The setup of NAG2G contains a 6-layer encoder and a 6-layer decoder. The input embedding dimension was set to 768, and the number of attention heads was set to 24. We employed the Adam optimizer36 with (β1, β2) = (0.9, 0.999), and linear warmup and decay with a peak learning rate of 2.5 × 10–4. The training process took a total of 12,000 steps with a batch size of 16, requiring 6 h to finish on a single NVIDIA A100 GPU. For the training on the USPTO-Full data set, NAG2G ran 48,000 training steps with a batch size of 64, taking approximately 30 h to complete on eight NVIDIA A100 GPUs.

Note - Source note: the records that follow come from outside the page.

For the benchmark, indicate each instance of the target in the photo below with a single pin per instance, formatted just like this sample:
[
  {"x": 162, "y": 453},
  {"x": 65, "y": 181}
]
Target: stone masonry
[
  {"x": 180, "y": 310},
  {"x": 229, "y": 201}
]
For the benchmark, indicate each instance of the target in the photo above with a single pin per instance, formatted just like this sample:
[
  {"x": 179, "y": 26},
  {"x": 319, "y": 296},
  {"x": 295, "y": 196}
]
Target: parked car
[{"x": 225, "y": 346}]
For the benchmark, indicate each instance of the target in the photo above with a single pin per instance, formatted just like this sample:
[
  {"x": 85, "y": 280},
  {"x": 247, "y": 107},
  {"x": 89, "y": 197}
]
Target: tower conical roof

Results on the USPTO Data Set

To evaluate the performance of NAG2G during inference, we utilized the commonly adopted beam search method for top candidate predictions. We configure the beam size at 10, using a length penalty of 0 and a temperature of 1. Notably, data augmentation is not applied during the inference phase. Additionally, NAG2G relies on RDChiral37 to assign the atomic chirality of reactants, drawing from the product’s stereochemistry.

The definition of prediction accuracy follows the approach proposed by Liu et al.,17 which considers a prediction to be accurate only if it completely identifies all reactants for a specific chemical reaction. We measure the top-k accuracy of the predictions, defined as the proportion of test cases in which the correct answer appears among the top k candidates of the beam search results.

USTPO-50k

In Table 1, NAG2G demonstrates superior performance on the USPTO-50k data set compared to recent baseline approaches, including template-based, semi-template-based, and template-free models. (1) No supplementary techniques were implemented to aid the inference procedure in NAG2G to ensure a fair comparison. Within the template-free domain, NAG2G markedly surpasses all benchmarks across every metric. Even though certain baselines leverage extra data or methods to bolster their results (indicated by *), NAG2G continues to excel without any such enhancements. Despite the additional use of predefined rules in template-based and semitemplate-based methods, NAG2G outperforms them without prerequisite information. This marks NAG2G achieves competent results among both template-based and semi-template-based approaches, which earlier template-free benchmarks never achieved. Besides, NAG2G gives SOTA results based on MaxFrag metric proposed by Augmented Transformer,20 see the Supporting Information for details. Detailed results include testing of each reaction class on the USPTO-50k data set when trained with the class known are summarized in the Supporting Information as well.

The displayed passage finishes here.